Construction west of the junction began on 5 October, and the border between the Northern Territory and Western Australia was reached on 12 October. Beadell took star sights and placed a signpost displaying the latitude and longitude to mark the border. The road progressed westward and reached the present site of Jupiter Well on 7 November. The location was about 330 km from Sandy Blight Junction. On 8 November the grader broke down with a major transmission failure. Further road making was interrupted, and a lengthy towing operation of 800 km back to Giles began, using the bulldozer to tow the grader, with the water trailer attached behind it. The average speed of the bulldozer train was 3 km per hour, with an estimate of about a month for the journey. Every two hours while the bulldozer was travelling, a halt for greasing the track rollers was required.

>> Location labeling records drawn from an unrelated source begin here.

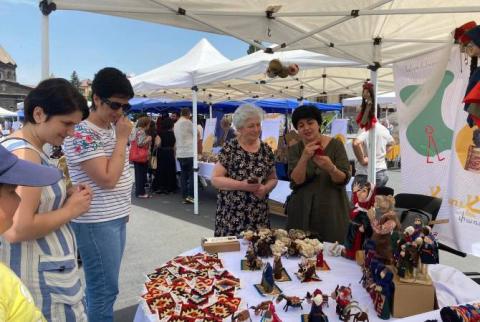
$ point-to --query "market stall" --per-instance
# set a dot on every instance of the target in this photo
(451, 287)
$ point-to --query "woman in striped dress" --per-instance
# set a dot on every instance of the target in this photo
(40, 247)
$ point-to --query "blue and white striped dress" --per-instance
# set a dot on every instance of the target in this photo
(48, 265)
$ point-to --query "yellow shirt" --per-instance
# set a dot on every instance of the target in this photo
(16, 303)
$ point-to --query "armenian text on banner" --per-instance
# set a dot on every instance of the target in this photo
(209, 134)
(435, 141)
(271, 132)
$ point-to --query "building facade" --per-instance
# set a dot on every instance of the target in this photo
(11, 92)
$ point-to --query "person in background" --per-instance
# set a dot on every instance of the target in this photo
(244, 176)
(184, 151)
(175, 116)
(40, 246)
(319, 171)
(228, 132)
(166, 174)
(98, 154)
(384, 141)
(143, 140)
(16, 302)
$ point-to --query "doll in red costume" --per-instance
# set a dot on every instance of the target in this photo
(366, 118)
(359, 229)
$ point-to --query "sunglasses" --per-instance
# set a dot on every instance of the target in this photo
(115, 105)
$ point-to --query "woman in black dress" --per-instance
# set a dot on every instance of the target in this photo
(244, 176)
(166, 174)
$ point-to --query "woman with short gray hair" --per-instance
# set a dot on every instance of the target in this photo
(244, 176)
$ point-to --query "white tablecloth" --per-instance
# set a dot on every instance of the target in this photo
(452, 287)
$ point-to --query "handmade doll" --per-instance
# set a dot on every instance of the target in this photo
(386, 229)
(359, 229)
(277, 267)
(267, 279)
(276, 68)
(316, 312)
(366, 118)
(428, 251)
(253, 262)
(384, 290)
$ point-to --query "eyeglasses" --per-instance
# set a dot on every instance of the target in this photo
(115, 105)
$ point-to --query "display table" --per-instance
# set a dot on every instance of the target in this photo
(452, 287)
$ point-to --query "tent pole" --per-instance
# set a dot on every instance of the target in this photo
(45, 10)
(195, 151)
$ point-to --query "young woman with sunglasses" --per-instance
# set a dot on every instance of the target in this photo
(98, 154)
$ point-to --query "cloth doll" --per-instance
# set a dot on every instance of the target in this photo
(276, 68)
(384, 290)
(366, 119)
(267, 279)
(386, 229)
(359, 228)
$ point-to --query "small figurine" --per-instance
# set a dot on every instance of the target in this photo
(270, 315)
(267, 285)
(252, 262)
(359, 229)
(260, 308)
(386, 229)
(366, 118)
(276, 68)
(336, 250)
(242, 316)
(262, 246)
(307, 272)
(317, 294)
(384, 290)
(292, 301)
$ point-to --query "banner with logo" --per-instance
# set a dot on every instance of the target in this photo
(271, 132)
(209, 134)
(436, 143)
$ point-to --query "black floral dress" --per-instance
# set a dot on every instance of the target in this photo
(241, 210)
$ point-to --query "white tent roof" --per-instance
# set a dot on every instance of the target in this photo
(257, 63)
(179, 73)
(346, 29)
(382, 99)
(6, 113)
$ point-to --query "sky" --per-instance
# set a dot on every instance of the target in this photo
(87, 42)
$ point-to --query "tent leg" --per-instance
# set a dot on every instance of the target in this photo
(45, 47)
(195, 152)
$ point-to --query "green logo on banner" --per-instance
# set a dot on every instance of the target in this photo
(427, 133)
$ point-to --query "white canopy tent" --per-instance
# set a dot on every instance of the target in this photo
(371, 32)
(6, 113)
(382, 99)
(180, 72)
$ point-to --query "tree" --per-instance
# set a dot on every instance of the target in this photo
(252, 49)
(74, 80)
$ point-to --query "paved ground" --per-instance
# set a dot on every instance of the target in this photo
(162, 227)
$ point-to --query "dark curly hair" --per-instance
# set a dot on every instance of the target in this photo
(109, 82)
(306, 112)
(56, 96)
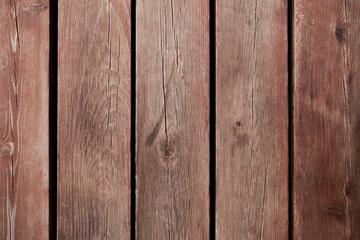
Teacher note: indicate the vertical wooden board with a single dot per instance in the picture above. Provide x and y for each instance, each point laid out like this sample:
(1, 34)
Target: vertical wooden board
(326, 119)
(24, 128)
(251, 120)
(172, 119)
(94, 119)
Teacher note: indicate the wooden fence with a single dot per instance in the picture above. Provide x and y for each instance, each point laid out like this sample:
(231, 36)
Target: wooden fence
(171, 119)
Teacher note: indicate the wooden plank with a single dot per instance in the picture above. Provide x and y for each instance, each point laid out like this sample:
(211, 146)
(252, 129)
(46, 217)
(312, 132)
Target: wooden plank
(24, 128)
(326, 119)
(94, 119)
(172, 119)
(251, 120)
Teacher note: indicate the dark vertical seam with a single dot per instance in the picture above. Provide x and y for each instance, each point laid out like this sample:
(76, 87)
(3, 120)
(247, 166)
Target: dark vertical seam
(290, 23)
(53, 106)
(133, 120)
(212, 120)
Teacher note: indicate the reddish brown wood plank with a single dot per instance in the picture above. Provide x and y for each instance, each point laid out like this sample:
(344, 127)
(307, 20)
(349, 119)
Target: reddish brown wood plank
(94, 119)
(326, 119)
(251, 120)
(24, 128)
(172, 127)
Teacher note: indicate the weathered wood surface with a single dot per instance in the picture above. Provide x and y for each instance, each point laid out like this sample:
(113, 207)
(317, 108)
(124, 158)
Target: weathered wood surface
(326, 119)
(172, 119)
(251, 120)
(94, 119)
(24, 133)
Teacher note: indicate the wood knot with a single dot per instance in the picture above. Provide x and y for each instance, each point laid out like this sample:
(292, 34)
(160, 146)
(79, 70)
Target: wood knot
(7, 149)
(335, 211)
(103, 173)
(168, 147)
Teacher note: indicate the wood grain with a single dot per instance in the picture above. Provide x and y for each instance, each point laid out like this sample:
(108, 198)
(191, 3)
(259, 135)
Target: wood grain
(94, 119)
(172, 119)
(251, 120)
(326, 119)
(24, 128)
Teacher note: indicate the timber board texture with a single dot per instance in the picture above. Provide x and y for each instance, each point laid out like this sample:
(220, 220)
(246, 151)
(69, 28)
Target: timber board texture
(94, 120)
(172, 119)
(326, 119)
(24, 128)
(179, 119)
(251, 120)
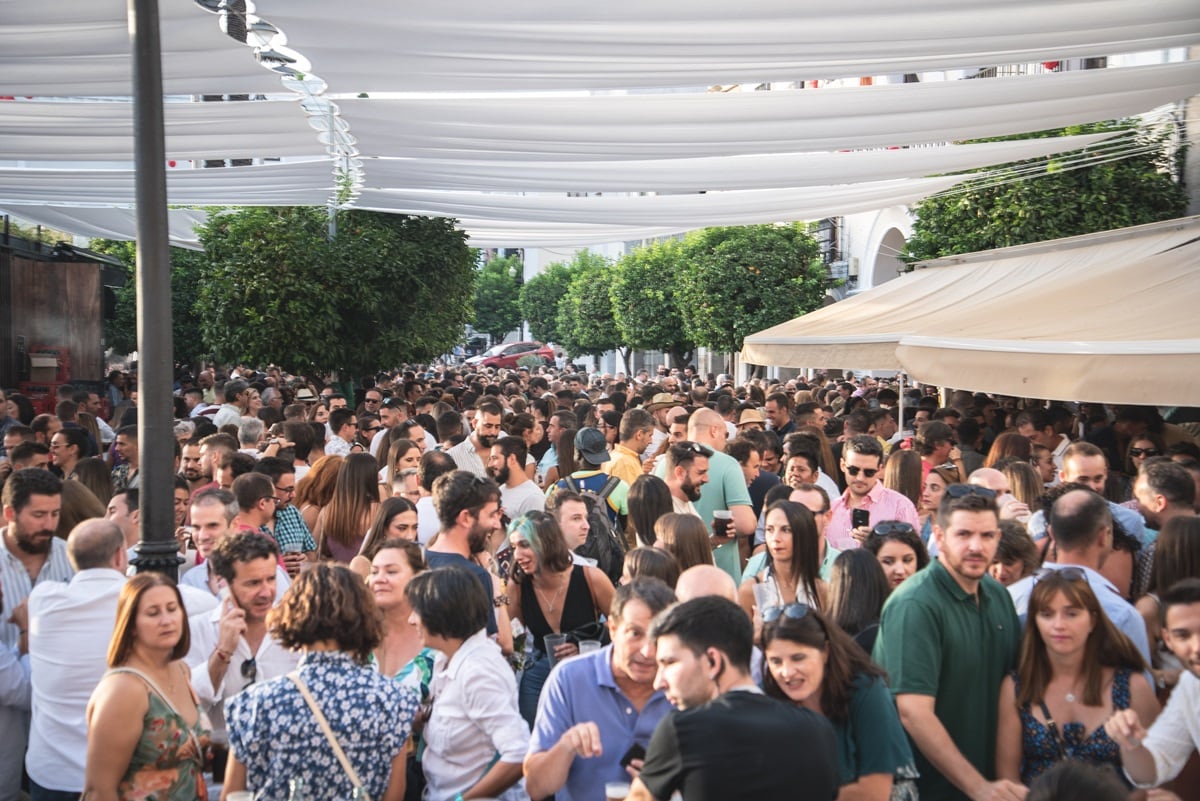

Towing had barely begun when the cook's ration truck with all of its supplies caught fire and was burnt out on 12 November. Beadell was forced to make an emergency trip to Alice Springs to obtain replacement food, a return trip of around 3000 km. Meanwhile, the towing operation continued, and the team was reunited 10 km west of Sandy Blight Junction. The slow moving convoy reached Giles on 26 November 1960.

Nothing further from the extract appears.